Besser, man spart sich die Vergleiche und ignoriert, was auf Buchrückseite und Klappentext geschrieben steht. Denn dann hat man ein wirklich unterhaltsames Buch vor sich und wird mit viel Humor, einem höllisch amüsanten Weltkonstrukt und viel Philosophiewissen gefüttert. Ersteres kommt zwar bisweilen recht brachial und klamaukig rüber, mancher Witz ist auch nicht unbedingt neu, allerdings muss man das Rad auch nicht neu erfinden, solange es rollt - meint bezogen auf "Grendl", solange noch die meisten Gags ihre Wirkung erzielen. Und so hält man sich zwar nicht den Bauch vor lachen, kommt aber aus dem Schmunzeln kaum heraus.
Die Welt, die Schweizer erschafft, ist für sich genommen gut durchdacht und bewirkt in ihrer Absurdität, dass man sich über die Handlung kaum wundert - sie passt einfach da rein und ist nachvollziehbar. Die Hölle, über die man in eingestreuten Kursiv-Passagen eine Menge erfährt, ist fast schon ein sympathischer Ort. Die Weltformel, die der Autor hier präsentiert, gehört zu den gelungensten Ideen des Buches und ist obendrein noch sehr nachvollziehbar. Und Schweizers Sinn des Lebens ist ein großer Lacher und verleitet zugleich, darüber nachzudenken.
Der Autor hat, wie seine Hauptfigur, Philosophie studiert, auch nach dem Studium in dieser Fachrichtung publiziert und kennt sich aus. Das merkt man, auch wenn man sich wünscht, die Passagen bei den einzelnen Philosophen seien ein wenig ausführlicher geraten. Schweizers philosophische Eigenleistung liegt neben dem wahren Sinn des Lebens vor allem in der nachvollziehbar vorgetragenen Überzeugung, dass allein die Vernunft die Welt zu retten vermag.
Hardcover, schicker Schutzumschlag, Lesebändchen, gute Szenen-Illustrationen zu Beginn jedes Kapitels von Jan Balaz, der auch das gute Cover kreiert hat ... Der Verlag hat nicht gespart, allerdings merkt man das auch an dem für den Umfang ziemlich hohen Preis. Weiterhin gibt es ein Register auftretender oder erwähnter Figuren, das man sich am besten durchliest, bevor man mit dem Roman beginnt - die kurzen Ausführungen zu den Figuren sind nur solange amüsant, wie man die Zusammenhänge nicht versteht, die in der Geschichte vermittelt werden.

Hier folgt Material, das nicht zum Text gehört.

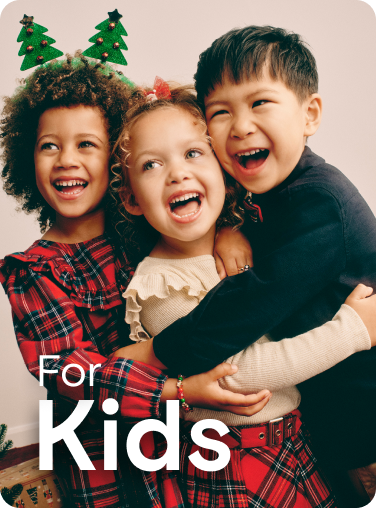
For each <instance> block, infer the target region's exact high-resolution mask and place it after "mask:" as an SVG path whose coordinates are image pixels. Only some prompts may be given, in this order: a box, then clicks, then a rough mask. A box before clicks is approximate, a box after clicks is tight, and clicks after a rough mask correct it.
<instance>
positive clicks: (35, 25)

"Grendl" ist mit seinen 175 Seiten ein guter Schmöker für zwischendurch, eine gelungene Satire auf christliche Weltuntergangsvorstellungen, die auch deswegen schnell gelesen ist, weil sie einen spätestens ab Sokrates nicht mehr loslässt, oder vielmehr, weil man sie dann nicht mehr loslassen kann. Humor, der vielleicht deshalb so gut funktioniert, weil er nicht deutsch ist, dazu einige Prisen Philosophie, vertrottelte Teufel und hinterhältige Engel, fertig ist eine lohnende, allerdings nicht billige Lektüre.